敌军驻扎地位于一个洼地处,夜北溟带着暗卫潜伏山坡上的枯草中,算好营地内所剩的士兵后,一行人放慢动作来到营地旁。
进入营地后,所有暗卫分散开来,夜北溟带着墨尘来到主帐旁,身体紧贴帐篷壁面,帐门处两名士兵守着。
夜北溟给墨尘递个眼色,两人分开前往帐门处,同时用匕首刺进士兵的后背。
营地内的士兵纷纷倒在暗卫刀下,夜北溟在倒地的月沙国人身上擦干匕首上的血迹,等着所有暗卫都来到主帐前,才把匕首回鞘。
“按计划行事。”
“是!”一行暗卫有序散开到各处。
夜北溟同墨尘转身进入帐内,里面弥漫着一股有浓郁的酒味,还夹杂着各种臭味,夜北溟抬手嫌弃的扇了两下,正打算在帐内翻找张正初通敌叛国的证据时,角落里传来一道鼾声,两人立马握住剑柄。
夜北溟放慢脚步往声音来源处走去,走近一看,地上躺着一个只穿里衣的男人。
手边还有一个酒罐子,淌下的口水把胸口前的布料浸湿一块,夜北溟俯身看去,此人正是前几日与自己正面交锋的月沙国大将军,看来是再一次得知大祁作战计划高兴得喝了太多,完全睡死过去。
看了片刻后,夜北溟慢慢蹲下去,动作极轻的从他身上搜出兵符,确认地上的人短时间之内不会醒来之后,又转身回去继续寻找证据。
屋内还残留着昨夜的一片狼藉,夜北溟两人在屋内翻找许久,终于在一个盒子内找到多封书信和大祁的疆域图。

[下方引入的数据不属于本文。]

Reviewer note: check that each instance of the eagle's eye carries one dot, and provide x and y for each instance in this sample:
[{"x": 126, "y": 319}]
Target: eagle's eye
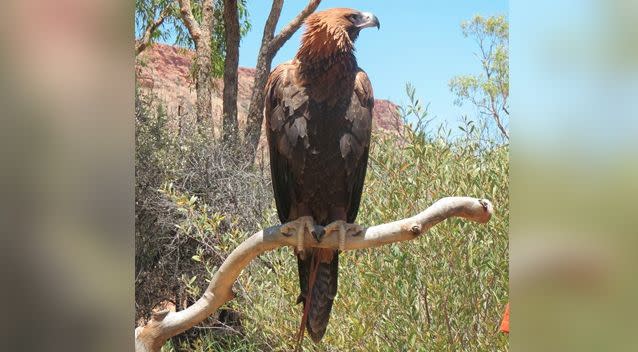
[{"x": 354, "y": 18}]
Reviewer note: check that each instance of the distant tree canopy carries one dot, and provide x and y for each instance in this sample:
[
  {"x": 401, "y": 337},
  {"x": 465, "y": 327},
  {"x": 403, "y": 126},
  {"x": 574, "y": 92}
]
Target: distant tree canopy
[
  {"x": 489, "y": 90},
  {"x": 170, "y": 26}
]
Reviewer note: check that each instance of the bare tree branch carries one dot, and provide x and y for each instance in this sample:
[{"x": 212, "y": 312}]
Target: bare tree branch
[
  {"x": 293, "y": 26},
  {"x": 145, "y": 40},
  {"x": 165, "y": 324}
]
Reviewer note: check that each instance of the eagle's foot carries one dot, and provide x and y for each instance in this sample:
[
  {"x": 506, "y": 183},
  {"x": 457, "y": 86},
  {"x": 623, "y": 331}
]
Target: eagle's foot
[
  {"x": 343, "y": 229},
  {"x": 299, "y": 227}
]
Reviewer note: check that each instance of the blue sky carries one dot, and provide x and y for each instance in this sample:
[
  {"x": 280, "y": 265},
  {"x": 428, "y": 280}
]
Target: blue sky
[{"x": 419, "y": 42}]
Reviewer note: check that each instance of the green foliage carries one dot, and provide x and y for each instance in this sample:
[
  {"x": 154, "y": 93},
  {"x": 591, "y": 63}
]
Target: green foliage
[
  {"x": 444, "y": 291},
  {"x": 173, "y": 28},
  {"x": 489, "y": 90}
]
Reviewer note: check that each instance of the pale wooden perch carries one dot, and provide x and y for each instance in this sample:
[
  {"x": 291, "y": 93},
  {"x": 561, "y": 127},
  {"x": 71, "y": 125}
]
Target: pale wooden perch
[{"x": 165, "y": 324}]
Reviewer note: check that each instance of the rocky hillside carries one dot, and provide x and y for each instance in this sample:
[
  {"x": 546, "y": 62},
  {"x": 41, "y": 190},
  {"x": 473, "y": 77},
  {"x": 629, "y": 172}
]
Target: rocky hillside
[{"x": 164, "y": 71}]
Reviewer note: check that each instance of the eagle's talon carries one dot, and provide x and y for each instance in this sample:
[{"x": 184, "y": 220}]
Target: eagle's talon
[
  {"x": 299, "y": 227},
  {"x": 344, "y": 229}
]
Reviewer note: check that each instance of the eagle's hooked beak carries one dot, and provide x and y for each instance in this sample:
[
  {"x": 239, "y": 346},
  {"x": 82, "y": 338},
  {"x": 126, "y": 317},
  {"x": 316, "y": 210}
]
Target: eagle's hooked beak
[{"x": 368, "y": 19}]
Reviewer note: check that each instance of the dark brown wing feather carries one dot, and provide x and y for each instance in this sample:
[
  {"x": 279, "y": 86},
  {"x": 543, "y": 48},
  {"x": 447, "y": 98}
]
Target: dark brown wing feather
[
  {"x": 284, "y": 102},
  {"x": 361, "y": 115},
  {"x": 288, "y": 127}
]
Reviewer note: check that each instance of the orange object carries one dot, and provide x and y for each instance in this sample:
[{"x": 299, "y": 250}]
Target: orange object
[{"x": 505, "y": 323}]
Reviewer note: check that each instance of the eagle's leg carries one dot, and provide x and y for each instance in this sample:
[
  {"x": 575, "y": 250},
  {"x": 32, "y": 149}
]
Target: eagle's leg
[
  {"x": 299, "y": 227},
  {"x": 343, "y": 229}
]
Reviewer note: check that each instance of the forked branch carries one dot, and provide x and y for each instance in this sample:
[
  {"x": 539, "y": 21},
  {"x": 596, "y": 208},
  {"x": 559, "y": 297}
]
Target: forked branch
[{"x": 164, "y": 325}]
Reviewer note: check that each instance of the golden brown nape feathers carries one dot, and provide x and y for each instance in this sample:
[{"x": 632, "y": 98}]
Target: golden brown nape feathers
[{"x": 333, "y": 31}]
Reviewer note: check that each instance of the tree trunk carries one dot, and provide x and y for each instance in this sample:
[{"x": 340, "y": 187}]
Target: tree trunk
[
  {"x": 270, "y": 45},
  {"x": 231, "y": 64},
  {"x": 201, "y": 35}
]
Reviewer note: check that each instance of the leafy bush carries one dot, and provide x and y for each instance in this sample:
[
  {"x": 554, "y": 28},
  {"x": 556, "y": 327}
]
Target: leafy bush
[
  {"x": 193, "y": 194},
  {"x": 443, "y": 291}
]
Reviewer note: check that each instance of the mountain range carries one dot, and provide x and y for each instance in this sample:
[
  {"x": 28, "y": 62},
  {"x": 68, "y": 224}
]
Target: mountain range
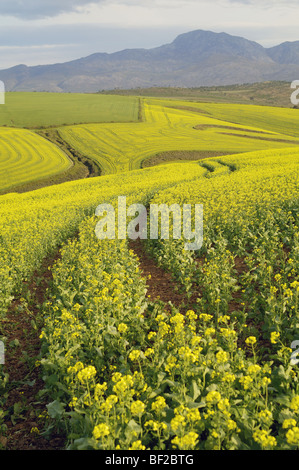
[{"x": 193, "y": 59}]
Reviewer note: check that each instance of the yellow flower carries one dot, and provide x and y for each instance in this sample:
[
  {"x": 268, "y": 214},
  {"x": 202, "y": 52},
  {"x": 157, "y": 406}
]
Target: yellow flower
[
  {"x": 137, "y": 407},
  {"x": 289, "y": 423},
  {"x": 134, "y": 355},
  {"x": 122, "y": 327},
  {"x": 137, "y": 445},
  {"x": 295, "y": 403},
  {"x": 250, "y": 341},
  {"x": 159, "y": 404},
  {"x": 246, "y": 381},
  {"x": 177, "y": 421},
  {"x": 263, "y": 438},
  {"x": 274, "y": 337},
  {"x": 186, "y": 442},
  {"x": 87, "y": 373},
  {"x": 213, "y": 397},
  {"x": 253, "y": 369},
  {"x": 293, "y": 436},
  {"x": 101, "y": 430},
  {"x": 222, "y": 357}
]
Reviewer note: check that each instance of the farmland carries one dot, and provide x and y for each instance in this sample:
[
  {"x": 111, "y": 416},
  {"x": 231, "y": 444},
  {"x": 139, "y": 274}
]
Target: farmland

“这么多,他们这是勾结多久了?”墨尘看着夜北溟手中展开的一封封书信,心中一顿。
夜北溟原以为只是张正初被利益蒙蔽了初心,但现在看来并不如此。
他的身后必定还有人给他支招,手中的信里有三种不同的字迹,一人是地上酣睡的月沙国大将军,一人是张正初,还有一人一个就是背后的人了。
大致看一眼之后,夜北溟立马收起书信,拔剑走到木架上的铠甲前,挥剑之间,铠甲碎成几块掉落在地。
墨尘在一侧看着转身出去的夜北溟立马跟上,指尖轻点剑柄,眼底浮起几分不解:“王爷,为什么不杀了他?”
掀开帐帘,空气中弥漫着浓烈的血腥味,帐篷上方笼罩着烟雾。